If we really want students in APS to grow into adults who embrace character and courage and honor, someone is going to have to show them what they look like.  If not the so called leadership of the APS, then who?

The leadership of the APS is doing everything they can to eliminate Character Counts!.  It isn't about Character Counts! per se; it is about any standards of conduct that require truth telling and honest to God accountability to meaningful standards of conduct and competence.

The senior most role models in the entire APS are abdicating right before our eyes; abandoning their duties and obligations as the senior most role models of nearly 90,000 of this community's sons and daughters.

Journal Editor in Chief
Kent Walz - leader in the
cover up of the scandal.
They get away with it, because the Journal is complicit in the cover up of the ethics, standards and accountability crisis in the leadership of the APS.




photos Mark Bralley


Monday, August 15, 2016

CABQ Chief Administrative Officer Rob Perry is a bald-faced liar.

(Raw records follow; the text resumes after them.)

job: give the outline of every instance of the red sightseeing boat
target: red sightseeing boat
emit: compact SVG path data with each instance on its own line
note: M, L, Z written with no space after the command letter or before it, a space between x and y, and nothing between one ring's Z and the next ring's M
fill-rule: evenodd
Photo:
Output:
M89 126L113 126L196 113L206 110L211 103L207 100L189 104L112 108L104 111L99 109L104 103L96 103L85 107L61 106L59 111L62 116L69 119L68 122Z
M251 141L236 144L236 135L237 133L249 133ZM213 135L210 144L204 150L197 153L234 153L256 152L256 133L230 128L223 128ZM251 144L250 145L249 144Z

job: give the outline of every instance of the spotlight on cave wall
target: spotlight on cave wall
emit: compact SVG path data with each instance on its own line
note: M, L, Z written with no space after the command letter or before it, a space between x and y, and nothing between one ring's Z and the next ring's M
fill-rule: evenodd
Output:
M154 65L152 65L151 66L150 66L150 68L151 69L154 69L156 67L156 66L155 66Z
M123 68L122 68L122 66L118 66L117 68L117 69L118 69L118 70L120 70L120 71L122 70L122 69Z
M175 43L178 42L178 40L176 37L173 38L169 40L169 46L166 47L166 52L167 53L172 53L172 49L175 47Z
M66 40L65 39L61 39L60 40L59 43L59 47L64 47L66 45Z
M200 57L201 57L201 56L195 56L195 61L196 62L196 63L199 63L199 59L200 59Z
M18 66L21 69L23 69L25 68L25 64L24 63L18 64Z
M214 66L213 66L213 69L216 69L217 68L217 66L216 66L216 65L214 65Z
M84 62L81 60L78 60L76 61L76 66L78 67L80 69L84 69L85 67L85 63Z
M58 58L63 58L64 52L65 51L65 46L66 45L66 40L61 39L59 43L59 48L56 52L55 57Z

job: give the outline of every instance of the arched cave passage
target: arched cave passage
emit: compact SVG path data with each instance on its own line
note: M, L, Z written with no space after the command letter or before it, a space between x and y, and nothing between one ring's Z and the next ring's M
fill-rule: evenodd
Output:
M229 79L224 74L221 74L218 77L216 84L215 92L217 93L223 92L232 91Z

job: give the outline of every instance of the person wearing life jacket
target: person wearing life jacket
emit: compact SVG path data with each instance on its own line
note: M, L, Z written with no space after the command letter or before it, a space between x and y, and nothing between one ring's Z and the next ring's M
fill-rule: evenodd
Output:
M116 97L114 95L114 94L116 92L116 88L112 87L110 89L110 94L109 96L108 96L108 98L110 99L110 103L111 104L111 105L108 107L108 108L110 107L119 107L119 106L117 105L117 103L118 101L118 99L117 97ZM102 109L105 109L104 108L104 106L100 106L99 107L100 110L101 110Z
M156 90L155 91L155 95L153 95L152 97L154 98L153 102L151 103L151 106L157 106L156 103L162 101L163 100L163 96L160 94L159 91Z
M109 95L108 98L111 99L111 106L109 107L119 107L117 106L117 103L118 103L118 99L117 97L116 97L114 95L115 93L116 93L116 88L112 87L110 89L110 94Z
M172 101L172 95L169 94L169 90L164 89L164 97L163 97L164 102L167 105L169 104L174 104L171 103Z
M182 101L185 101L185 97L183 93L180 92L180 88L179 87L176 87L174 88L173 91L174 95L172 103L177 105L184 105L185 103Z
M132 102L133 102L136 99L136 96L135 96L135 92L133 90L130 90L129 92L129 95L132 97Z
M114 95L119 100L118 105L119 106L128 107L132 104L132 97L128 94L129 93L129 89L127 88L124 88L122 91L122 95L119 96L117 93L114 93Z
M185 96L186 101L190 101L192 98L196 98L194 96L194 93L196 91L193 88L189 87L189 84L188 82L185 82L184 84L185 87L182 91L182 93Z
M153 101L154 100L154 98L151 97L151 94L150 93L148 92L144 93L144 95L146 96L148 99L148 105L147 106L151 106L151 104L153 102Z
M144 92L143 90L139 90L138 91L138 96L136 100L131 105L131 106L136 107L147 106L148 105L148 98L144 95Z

In the Journal this morning, link, CABQ Chief Administrative Officer Rob Perry is quoted regarding his and the city's efforts to keep the truth hidden from stake and interest holders by making special team reviews "secret" records.

Perry said;

“We don’t mean to conceal anything."
Raise your hand if you believe him.

Seeing not one hand; bullshit is called.

CABQ Chief Administrative
Officer Rob Perry
is a bald-faced liar;
shameless and undisguised;
barefaced



photo Mark Bralley

Saturday, August 13, 2016

Analee Maestas and the cherry tree

Many Americans have for centuries, been sharing a fable, link, with their children.  The point in sharing the story with children is to encourage them to embrace character and courage and honor

"The cherry tree myth is the most well-known and longest enduring legend about George Washington. 

In the original story, when Washington was six years old he received a hatchet as a gift and damaged his father’s cherry tree. When his father discovered what he had done, he became angry and confronted him. Young George bravely said, “I cannot tell a lie…I did cut it with my hatchet.” Washington’s father embraced him and rejoiced that his son’s honesty was worth more than a thousand trees. 
The fable is useful as an illustrative example, because
there are so few real life examples to point to instead.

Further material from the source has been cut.